SQL Queries That Will Make You Look Like a Database Expert

Most developers learn just enough SQL to get by – SELECT, WHERE, JOIN, maybe GROUP BY. But there’s a whole world of SQL techniques that can save you hours of work and make your queries significantly more powerful.

Window Functions: The Game Changer

Window functions let you perform calculations across rows without collapsing them (unlike GROUP BY). Once you learn these, you’ll wonder how you ever lived without them.

-- Rank employees by salary within each department
SELECT 
    name, department, salary,
    RANK() OVER (PARTITION BY department ORDER BY salary DESC) as dept_rank,
    salary - AVG(salary) OVER (PARTITION BY department) as diff_from_avg
FROM employees;

This gives you each employee’s rank within their department AND how their salary compares to the department average – all in a single query.

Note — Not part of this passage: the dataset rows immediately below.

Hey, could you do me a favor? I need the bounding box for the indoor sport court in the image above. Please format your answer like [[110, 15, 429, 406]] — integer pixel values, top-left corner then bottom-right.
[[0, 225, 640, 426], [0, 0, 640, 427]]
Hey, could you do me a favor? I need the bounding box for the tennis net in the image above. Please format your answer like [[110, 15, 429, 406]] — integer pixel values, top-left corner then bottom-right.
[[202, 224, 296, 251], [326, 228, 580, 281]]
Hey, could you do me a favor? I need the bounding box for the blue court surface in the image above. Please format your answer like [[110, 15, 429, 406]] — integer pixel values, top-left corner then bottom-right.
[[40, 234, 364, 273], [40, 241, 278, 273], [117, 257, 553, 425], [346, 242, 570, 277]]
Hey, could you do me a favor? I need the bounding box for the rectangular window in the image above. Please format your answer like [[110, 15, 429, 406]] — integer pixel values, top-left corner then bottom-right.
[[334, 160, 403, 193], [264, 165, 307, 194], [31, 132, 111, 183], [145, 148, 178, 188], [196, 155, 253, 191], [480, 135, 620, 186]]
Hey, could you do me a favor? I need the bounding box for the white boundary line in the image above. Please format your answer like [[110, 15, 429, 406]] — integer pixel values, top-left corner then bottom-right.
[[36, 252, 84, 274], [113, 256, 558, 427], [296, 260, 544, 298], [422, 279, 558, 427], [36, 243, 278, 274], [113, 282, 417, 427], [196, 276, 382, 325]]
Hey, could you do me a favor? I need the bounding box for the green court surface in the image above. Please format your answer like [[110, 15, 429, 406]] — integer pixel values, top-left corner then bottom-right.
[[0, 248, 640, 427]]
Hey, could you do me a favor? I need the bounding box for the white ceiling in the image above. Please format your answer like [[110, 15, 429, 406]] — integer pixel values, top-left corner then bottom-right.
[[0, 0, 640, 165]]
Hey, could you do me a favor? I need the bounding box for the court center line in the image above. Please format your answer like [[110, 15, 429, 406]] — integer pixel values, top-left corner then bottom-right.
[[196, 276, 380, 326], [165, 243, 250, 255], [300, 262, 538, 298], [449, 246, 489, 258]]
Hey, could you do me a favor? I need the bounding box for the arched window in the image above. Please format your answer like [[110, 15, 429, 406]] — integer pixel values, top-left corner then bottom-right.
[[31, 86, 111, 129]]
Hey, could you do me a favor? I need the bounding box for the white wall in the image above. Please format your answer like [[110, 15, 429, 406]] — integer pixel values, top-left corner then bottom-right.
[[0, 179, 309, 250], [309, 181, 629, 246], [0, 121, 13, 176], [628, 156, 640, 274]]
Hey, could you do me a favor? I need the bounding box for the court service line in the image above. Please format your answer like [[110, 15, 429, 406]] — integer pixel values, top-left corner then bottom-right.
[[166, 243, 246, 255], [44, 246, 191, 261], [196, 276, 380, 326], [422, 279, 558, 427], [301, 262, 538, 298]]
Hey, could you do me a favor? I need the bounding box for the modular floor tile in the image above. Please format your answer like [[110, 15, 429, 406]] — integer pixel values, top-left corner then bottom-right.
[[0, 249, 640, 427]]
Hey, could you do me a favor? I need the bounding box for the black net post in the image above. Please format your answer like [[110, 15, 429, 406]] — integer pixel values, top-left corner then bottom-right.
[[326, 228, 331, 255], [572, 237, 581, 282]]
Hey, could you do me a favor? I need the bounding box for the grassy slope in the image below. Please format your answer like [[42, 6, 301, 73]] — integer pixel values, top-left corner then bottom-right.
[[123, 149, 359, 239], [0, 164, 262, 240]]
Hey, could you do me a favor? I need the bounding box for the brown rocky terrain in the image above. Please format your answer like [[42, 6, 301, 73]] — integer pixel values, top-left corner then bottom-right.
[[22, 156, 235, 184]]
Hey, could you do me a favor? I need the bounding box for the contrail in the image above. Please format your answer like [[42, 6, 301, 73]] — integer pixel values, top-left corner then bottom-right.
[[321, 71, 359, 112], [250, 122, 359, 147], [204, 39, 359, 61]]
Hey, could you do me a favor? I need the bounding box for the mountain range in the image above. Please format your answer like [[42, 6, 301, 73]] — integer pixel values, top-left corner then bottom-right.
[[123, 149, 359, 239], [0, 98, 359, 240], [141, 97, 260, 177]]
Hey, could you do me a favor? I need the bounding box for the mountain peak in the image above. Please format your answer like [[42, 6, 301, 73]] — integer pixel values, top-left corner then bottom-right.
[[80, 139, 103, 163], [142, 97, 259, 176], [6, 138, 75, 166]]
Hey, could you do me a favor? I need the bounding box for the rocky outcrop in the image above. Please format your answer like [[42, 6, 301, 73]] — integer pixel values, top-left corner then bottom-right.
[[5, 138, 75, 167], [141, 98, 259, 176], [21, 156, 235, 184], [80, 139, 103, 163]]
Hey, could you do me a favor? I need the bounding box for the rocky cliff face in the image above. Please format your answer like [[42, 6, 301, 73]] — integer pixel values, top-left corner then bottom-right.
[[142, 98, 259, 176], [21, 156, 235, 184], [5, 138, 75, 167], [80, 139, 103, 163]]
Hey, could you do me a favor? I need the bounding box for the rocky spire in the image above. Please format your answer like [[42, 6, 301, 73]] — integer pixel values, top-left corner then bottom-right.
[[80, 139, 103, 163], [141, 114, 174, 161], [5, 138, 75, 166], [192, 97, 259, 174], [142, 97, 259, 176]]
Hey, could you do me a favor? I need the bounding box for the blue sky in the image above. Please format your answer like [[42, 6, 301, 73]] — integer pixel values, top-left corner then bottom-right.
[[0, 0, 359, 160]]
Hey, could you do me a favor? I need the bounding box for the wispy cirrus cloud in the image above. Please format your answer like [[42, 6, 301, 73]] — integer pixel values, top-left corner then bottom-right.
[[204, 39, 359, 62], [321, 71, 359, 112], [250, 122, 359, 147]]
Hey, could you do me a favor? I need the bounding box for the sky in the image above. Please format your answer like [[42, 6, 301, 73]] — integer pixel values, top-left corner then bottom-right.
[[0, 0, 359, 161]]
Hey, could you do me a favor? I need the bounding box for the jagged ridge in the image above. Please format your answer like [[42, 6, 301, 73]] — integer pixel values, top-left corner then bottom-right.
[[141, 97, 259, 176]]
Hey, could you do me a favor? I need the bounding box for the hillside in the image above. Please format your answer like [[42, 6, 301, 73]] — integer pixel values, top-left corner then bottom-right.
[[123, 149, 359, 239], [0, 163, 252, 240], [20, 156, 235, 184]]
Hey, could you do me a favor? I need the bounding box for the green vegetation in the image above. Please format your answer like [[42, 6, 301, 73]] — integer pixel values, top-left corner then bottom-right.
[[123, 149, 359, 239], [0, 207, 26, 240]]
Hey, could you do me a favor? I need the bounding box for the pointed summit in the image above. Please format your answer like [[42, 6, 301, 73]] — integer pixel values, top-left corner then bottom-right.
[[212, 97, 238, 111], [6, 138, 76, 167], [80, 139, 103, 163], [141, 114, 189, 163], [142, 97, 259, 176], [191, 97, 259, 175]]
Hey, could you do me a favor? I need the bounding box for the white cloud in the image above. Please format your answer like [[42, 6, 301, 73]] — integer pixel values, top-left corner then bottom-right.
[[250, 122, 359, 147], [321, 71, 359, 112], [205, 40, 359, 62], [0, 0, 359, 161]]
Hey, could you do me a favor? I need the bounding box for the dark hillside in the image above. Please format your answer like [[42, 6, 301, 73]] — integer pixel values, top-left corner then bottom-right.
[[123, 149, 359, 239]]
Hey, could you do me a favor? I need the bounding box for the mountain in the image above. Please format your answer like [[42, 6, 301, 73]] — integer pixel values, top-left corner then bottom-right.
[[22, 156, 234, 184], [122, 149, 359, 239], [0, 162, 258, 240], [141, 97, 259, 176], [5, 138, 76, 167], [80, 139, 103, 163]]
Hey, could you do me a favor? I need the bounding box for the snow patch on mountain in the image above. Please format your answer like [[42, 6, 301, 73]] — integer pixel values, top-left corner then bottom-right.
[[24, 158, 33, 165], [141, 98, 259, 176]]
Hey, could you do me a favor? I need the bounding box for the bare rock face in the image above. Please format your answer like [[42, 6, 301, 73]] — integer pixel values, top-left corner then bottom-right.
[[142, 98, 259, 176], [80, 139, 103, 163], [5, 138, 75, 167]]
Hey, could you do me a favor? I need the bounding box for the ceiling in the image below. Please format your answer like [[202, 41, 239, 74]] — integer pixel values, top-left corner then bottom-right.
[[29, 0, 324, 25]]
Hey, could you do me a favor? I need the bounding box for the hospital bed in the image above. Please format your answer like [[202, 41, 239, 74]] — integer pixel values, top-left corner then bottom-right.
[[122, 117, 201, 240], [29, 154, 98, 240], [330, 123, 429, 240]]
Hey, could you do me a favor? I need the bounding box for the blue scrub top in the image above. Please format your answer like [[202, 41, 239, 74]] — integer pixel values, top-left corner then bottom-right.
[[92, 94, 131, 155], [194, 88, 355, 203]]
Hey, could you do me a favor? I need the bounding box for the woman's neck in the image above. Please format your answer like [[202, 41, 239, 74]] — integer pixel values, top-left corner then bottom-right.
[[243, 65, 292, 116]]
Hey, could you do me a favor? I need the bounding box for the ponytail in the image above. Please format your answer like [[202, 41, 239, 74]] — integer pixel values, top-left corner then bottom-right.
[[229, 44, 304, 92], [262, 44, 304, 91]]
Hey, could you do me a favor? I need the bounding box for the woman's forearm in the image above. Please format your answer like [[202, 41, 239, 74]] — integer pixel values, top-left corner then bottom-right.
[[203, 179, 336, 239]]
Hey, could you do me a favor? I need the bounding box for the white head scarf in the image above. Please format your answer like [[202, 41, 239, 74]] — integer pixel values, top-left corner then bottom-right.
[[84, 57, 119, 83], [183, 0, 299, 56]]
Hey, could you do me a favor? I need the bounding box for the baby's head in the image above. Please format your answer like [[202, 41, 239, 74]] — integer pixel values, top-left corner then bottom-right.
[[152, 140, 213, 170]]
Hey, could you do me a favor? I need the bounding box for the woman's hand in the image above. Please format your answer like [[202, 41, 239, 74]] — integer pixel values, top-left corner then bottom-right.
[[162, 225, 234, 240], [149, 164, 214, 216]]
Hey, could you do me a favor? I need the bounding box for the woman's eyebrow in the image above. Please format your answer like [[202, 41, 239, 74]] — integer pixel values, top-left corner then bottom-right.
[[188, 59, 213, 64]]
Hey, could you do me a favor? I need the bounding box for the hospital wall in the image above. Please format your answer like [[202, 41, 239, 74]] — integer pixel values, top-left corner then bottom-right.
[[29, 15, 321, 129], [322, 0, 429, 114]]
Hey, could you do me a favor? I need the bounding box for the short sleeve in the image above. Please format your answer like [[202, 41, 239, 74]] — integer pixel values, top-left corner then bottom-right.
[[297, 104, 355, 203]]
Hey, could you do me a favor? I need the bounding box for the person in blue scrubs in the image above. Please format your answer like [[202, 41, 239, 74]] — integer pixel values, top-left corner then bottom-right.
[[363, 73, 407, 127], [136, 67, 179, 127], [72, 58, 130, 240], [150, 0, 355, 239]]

Common Table Expressions (CTEs)

CTEs make complex queries readable. Instead of nesting subqueries three levels deep, you break them into named steps:

WITH monthly_sales AS (
    SELECT 
        DATE_TRUNC('month', order_date) as month,
        SUM(amount) as total
    FROM orders
    GROUP BY 1
),
growth AS (
    SELECT 
        month, total,
        LAG(total) OVER (ORDER BY month) as prev_month,
        ROUND((total - LAG(total) OVER (ORDER BY month)) / 
              LAG(total) OVER (ORDER BY month) * 100, 2) as growth_pct
    FROM monthly_sales
)
SELECT * FROM growth WHERE growth_pct IS NOT NULL;

COALESCE and NULLIF: Handling Nulls Gracefully

-- Use a default value when data is missing
SELECT 
    name,
    COALESCE(phone, email, 'No contact info') as contact,
    COALESCE(nickname, first_name) as display_name
FROM users;

-- Avoid division by zero
SELECT 
    department,
    total_revenue / NULLIF(employee_count, 0) as revenue_per_employee
FROM departments;

CASE Statements for Business Logic

SELECT 
    order_id,
    amount,
    CASE 
        WHEN amount >= 1000 THEN 'Premium'
        WHEN amount >= 100 THEN 'Standard'
        ELSE 'Basic'
    END as tier,
    CASE 
        WHEN payment_status = 'paid' AND shipped = true THEN 'Complete'
        WHEN payment_status = 'paid' THEN 'Awaiting Shipment'
        ELSE 'Pending Payment'
    END as order_status
FROM orders;

EXISTS vs IN (Performance Matters)

-- EXISTS is usually faster for large subqueries
SELECT c.name
FROM customers c
WHERE EXISTS (
    SELECT 1 FROM orders o 
    WHERE o.customer_id = c.id 
    AND o.amount > 500
);

-- IN works fine for small lists
SELECT * FROM products 
WHERE category_id IN (1, 5, 12, 23);

Quick Wins

-- Get distinct values with counts
SELECT status, COUNT(*) as cnt 
FROM orders GROUP BY status ORDER BY cnt DESC;

-- Find duplicates
SELECT email, COUNT(*) FROM users 
GROUP BY email HAVING COUNT(*) > 1;

-- Date ranges made easy
SELECT * FROM events 
WHERE event_date BETWEEN CURRENT_DATE AND CURRENT_DATE + INTERVAL '7 days';

Master these patterns and you’ll handle 90% of real-world SQL tasks with confidence. The key is practice – grab a dataset, open a SQL client, and start querying.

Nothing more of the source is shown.